Oncimmune Holdings plc (AIM: ONC.L), a leading early cancer detection company developing and commercialising its proprietary EarlyCDT(R) platform technology, has told DirectorsTalk it has obtained the CE mark for the reagents used in EarlyCDT(R)-Lung, an autoantibody blood test that can detect cancer up to four years earlier than other methods.
The CE mark certifies that the reagents used in EarlyCDT(R)-Lung meet the strict EU standards of manufacturing and quality control dictated by the In Vitro Diagnostics Medical Devices Directive 98/79/EC (IVD Directive).
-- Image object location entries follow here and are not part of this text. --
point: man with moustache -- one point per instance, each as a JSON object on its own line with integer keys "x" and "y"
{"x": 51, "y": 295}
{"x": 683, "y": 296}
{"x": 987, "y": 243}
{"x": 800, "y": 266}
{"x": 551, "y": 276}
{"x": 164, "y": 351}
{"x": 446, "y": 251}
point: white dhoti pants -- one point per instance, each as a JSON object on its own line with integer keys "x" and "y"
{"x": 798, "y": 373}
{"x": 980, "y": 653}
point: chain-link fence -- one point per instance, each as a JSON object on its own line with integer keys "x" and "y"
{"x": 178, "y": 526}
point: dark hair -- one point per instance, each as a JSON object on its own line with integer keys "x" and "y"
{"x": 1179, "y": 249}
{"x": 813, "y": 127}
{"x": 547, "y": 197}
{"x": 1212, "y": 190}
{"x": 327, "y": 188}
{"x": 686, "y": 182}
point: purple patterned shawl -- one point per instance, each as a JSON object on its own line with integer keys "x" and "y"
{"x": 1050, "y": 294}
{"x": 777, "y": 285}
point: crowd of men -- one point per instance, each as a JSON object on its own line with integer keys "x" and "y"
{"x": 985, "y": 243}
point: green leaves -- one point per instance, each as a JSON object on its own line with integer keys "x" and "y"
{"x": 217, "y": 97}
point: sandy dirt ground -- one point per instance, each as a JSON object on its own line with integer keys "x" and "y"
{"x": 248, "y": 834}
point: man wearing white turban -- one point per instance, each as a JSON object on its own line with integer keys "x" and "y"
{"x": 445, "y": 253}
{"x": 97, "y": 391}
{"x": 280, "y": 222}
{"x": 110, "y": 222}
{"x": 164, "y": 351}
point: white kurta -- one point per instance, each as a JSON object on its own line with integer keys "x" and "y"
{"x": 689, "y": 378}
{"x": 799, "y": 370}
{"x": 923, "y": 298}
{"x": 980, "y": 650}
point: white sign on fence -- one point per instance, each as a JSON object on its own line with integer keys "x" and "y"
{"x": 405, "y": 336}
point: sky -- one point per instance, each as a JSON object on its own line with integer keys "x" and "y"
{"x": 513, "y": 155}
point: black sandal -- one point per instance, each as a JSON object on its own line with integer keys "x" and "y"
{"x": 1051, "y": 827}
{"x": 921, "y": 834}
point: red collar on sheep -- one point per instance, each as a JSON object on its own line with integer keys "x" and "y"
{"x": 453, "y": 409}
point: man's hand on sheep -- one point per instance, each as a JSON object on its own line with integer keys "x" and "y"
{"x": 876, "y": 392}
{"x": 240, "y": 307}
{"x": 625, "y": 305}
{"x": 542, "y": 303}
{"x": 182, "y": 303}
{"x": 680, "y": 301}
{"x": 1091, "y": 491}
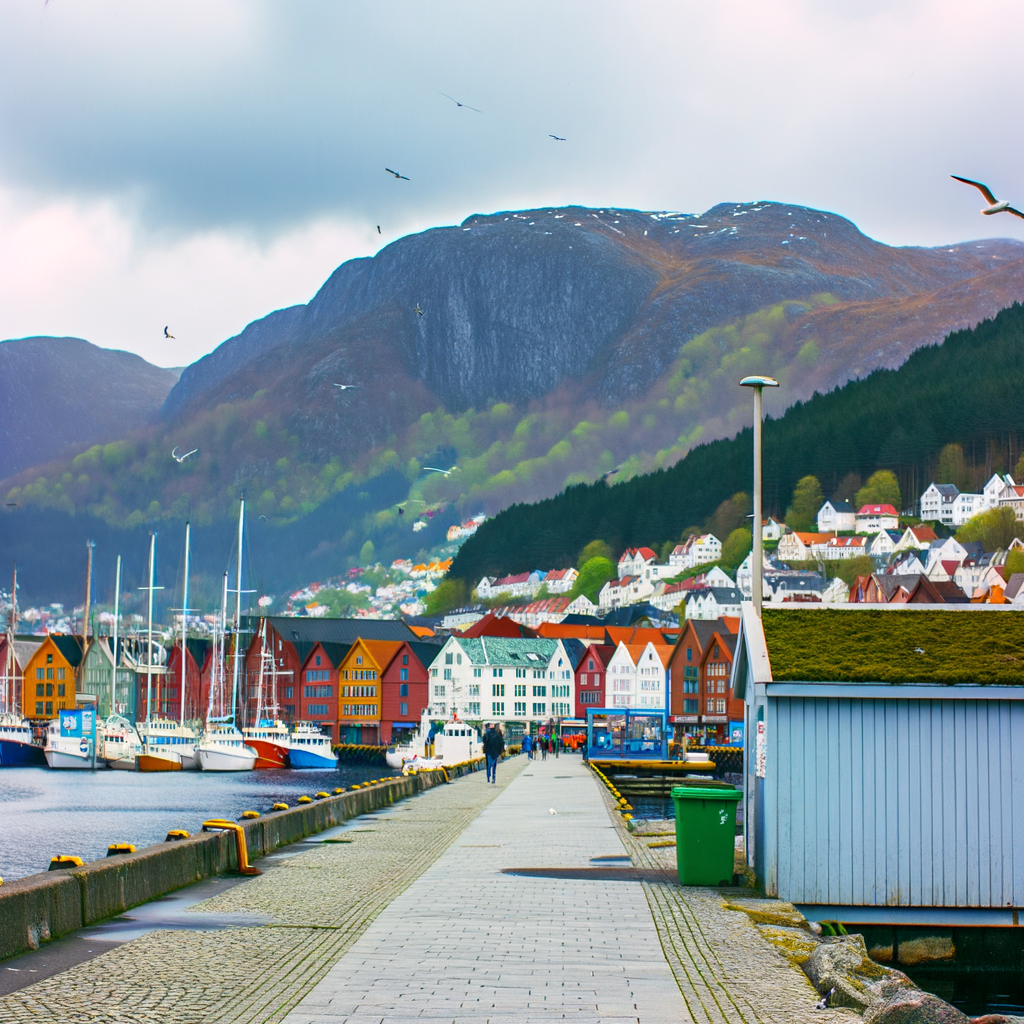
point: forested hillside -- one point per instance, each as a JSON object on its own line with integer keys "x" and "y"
{"x": 966, "y": 391}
EarlyCDT(R)-Lung, the Company’s first product, was launched in 2012 as a CLIA laboratory test in the USA, and since then over 145,000 commercial tests have been sold. EarlyCDT(R)-Lung is available through physicians in the US and also privately in the UK and other regions. EarlyCDT(R)-Lung is also being used in the largest ever randomised trial for the early detection of lung cancer using biomarkers, the National Health Service (NHS) Scotland ECLS study of 12,000 high-risk smokers, for which further results are expected to be reported in December 2016.